For most of us, sound is redemptive. As with  music or a child’s laugh, it often purifies the air of our cluttered world.  But when a particular sound triggers instant and disproportionate aggravation in a person, a strong negative reaction may result. The condition is little more than a nuisance for most of us, but the psychological discomfort of what is sometimes labeled misophonia can be very real.  In theory, almost any sound can be a trigger.  One auditory assault for many were the shrieking strings composer Bernard Hermann built into Alfred Hitchcock’s Psycho (1960). We can argue about whether it is actually music. But if it was meant to repel, it usually does its job except for the few that have it as a cell phone ring.  Play it and cringe.

Acquiring Sound Sensitivity

Those directly affected by offensive sounds may go to great lengths to avoid them in the future. I suspect this is especially true for sound centric individuals who thrive on auditory content such as music or other aural stimulation.  As organized sound, music is especially sabotaged by the unorganized dross coming from the spaces and streets of some human habitats. To many of us may thoughtlessly intrude in the sonic space of another for little benefit, using devices that test our patience.  As this is written, I’m sheltering from an onslaught of professional lawn mowers who will cut the grass this week so they can do it again to what hasn’t burned out next week.

Misophonia is perhaps best understood as less of a diagnostic category for serious mental illness than a handy label for any noise sensitivity that is seriously disruptive. Industrial engines and lawn mowers, leaf blowers, cement and metal saws, are among the common tools that may send others fleeing an area. But sometimes we are the transmitters of audible noise that, while not so loud, others still find obnoxious. They include obnoxious vocalisms we dread to hear yet again from others. Loud chewing, endless pen-clicking, throat-clearing, or vocal tics can function like aural red flags.

It works out that, in everyday life, the person with certain aural sensitivities is frequently–if accidentally–matched up with a manic producer of them. It can be a signature of a long and ongoing and sometimes testy relationship.
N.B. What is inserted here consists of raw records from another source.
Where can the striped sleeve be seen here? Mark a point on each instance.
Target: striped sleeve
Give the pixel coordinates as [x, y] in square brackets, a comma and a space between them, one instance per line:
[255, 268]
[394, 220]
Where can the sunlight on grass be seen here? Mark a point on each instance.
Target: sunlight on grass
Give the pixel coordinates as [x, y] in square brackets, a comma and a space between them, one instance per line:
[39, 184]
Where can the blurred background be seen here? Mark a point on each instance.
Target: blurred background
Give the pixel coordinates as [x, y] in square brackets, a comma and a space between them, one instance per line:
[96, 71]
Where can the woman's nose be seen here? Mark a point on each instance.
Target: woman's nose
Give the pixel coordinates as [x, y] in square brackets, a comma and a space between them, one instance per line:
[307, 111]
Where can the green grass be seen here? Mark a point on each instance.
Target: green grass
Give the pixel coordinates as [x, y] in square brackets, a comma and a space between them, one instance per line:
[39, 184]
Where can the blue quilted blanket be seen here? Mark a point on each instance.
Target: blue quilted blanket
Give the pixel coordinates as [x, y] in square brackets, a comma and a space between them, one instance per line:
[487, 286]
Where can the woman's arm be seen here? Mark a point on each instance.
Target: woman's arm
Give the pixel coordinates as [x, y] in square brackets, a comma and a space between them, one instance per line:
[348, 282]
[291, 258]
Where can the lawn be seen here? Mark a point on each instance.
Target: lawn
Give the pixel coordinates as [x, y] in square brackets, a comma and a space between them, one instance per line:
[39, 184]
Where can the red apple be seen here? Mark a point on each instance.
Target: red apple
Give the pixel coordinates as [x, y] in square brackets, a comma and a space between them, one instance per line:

Part of the fun of Neil Simon’s classic play, The Odd Couple (filmed in 1968), is how Felix’s oral tics begin to grate on the laid-back Oscar. Neither of the divorced men sharing an apartment has made a match that is any better than in their failed marriages. And Oscar’s endless throat-clearing provides a ready example. He had an obsessive-compulsive thing going with his sinuses: the kind of annoyance easily recognized by any couple living under the same roof.

We usually don’t set out to annoy another with the aural refuse we spread so freely. Until we do. The intention to annoy is a break from our best selves, usually in the form of passive-aggressive behavior that provokes but can also be denied.  Such sonic mischief may involve letting a barking dog loose as “payback” to a complaining neighbor, or perhaps playing a music system extra loud to answer the circus of noise that never ceases next door.

Audio engineer Brett Houston “solved” the problem of lead feet incessantly moving around in the apartment upstairs by putting loudspeakers in the ceiling cavities that he had inadvertently broken through by pounding on the ceiling once too often. In the hole Houston placed a large speaker between the joists and directly under the neighbor’s floor. He then put microphones at different points along the underside of the same floor, routing the sound through an amplifier with a short delay. So there was karma in every instance of aggravating foot noise that came back amplified and delayed. The neighbors eventually moved.

If there are lessons here, one is simple.  When purchasing any device that creates a noise, seek information on the decibel level it produces when on. OSHA considers noise pollution a significant health risk, and the primary cause of why most teens have the diminished hearing acuity of their grandparents.  If the manufacturer is ashamed of the racket or excluded from having to disclose the decibel level, they will omit the measurement. One example; Honda makes some home generators that are quiet and a bit more expensive.  Most other manufacturers of home units have lower prices but higher sound levels.